Alors que les fonctionnaires de l'Administration pénitentiaire n'ont, à ma connaissance, jamais engagé de procès pour diffamation contre la presse locale, par citation directe, le sous-directeur de l'Administration pénitentiaire F. Cabanel, se jugeant diffamé par un article publié dans le numéro du 2 juin 1896 de La Politique Coloniale, numéro arrivé dans la colonie à la fin du mois de juillet de la même année, assignait à comparaître le 30 novembre 1897, devant la Cour d'assises de Nouméa, Broise, gérant, et Duluc, directeur de ce journal.

Ce procès faisait prendre conscience que la combinaison de deux dispositions de la législation de l'époque risquait de dissuader tout journaliste métropolitain de signaler, même de façon anodine, quoi que ce fût de désobligeant concernant un fonctionnaire colonial. Tout d'abord, alors que l'article 65 de la loi prévoyait la prescription des diffamations par voie de presse dans un délai de trois mois, il était prévu également, dans l'intérêt du demandeur aussi bien que du défenseur, un délai de distance de vingt-quatre heures par cinq myriamètres, ce qui donnait à un plaignant de Nouvelle-Calédonie contre un journal de métropole un délai effectif de dix-huit mois pour déposer plainte avant prescription.

Il fallait ensuite tenir compte de l'application aux journaux de l'article 63 du Code d'instruction criminelle dont on avait trouvé en métropole qu'il pouvait permettre de forcer les journalistes parisiens à courir de Cour d'assises en Cour d'assises de province, s'ils voulaient éviter des condamnations par défaut. (292)

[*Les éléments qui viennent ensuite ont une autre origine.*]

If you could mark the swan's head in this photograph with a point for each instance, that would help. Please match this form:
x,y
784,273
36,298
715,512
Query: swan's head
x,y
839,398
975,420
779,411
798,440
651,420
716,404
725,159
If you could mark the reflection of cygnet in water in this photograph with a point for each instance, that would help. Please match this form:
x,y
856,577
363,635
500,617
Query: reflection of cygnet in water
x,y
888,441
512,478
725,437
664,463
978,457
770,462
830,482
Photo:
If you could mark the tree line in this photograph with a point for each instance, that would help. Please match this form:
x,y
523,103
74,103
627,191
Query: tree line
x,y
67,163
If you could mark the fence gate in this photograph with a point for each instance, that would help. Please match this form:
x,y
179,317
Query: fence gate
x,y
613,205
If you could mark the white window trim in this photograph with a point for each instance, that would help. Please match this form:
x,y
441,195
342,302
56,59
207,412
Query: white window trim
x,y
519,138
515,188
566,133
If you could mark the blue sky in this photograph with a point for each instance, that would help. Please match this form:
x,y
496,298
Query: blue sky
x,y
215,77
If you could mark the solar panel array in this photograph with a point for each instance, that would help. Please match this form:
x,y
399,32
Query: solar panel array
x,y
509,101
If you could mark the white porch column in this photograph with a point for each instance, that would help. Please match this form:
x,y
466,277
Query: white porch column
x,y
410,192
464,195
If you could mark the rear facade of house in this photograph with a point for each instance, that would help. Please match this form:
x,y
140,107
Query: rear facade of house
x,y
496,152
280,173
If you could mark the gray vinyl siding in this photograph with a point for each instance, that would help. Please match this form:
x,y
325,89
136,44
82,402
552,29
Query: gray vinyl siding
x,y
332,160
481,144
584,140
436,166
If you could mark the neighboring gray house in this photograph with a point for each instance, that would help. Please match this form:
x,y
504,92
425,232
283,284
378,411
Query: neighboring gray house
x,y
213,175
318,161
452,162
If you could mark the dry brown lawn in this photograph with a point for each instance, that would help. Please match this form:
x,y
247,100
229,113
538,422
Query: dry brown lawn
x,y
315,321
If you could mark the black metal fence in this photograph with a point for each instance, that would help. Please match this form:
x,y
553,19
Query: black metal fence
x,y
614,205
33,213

Bien entendu, Duluc et Broise ne se présentèrent pas et la Cour d'assises de Nouméa les condamna,

L'auteur de l'article de La Calédonie, après avoir rappelé que les syndicats de la presse demandaient depuis longtemps que les dispositions de l'article 63 du Code d'instruction criminelle ne soient pas appliquées aux journaux, termine ainsi :

 

"La jurisprudence qui semble avoir consacré, pour la Métropole, l'application de l'article 63 du Code d'instruction criminelle précité aux cas dont nous venons de parler, n'est pas, nous le croyons du moins, encore établie en ce qui a trait aux colonies. La Cour de Cassation aura donc à se prononcer sur ce point. Toutefois, dans le cas où cette jurisprudence serait admise, il appartiendrait au Parlement de modifier la loi dans un sens plus libéral".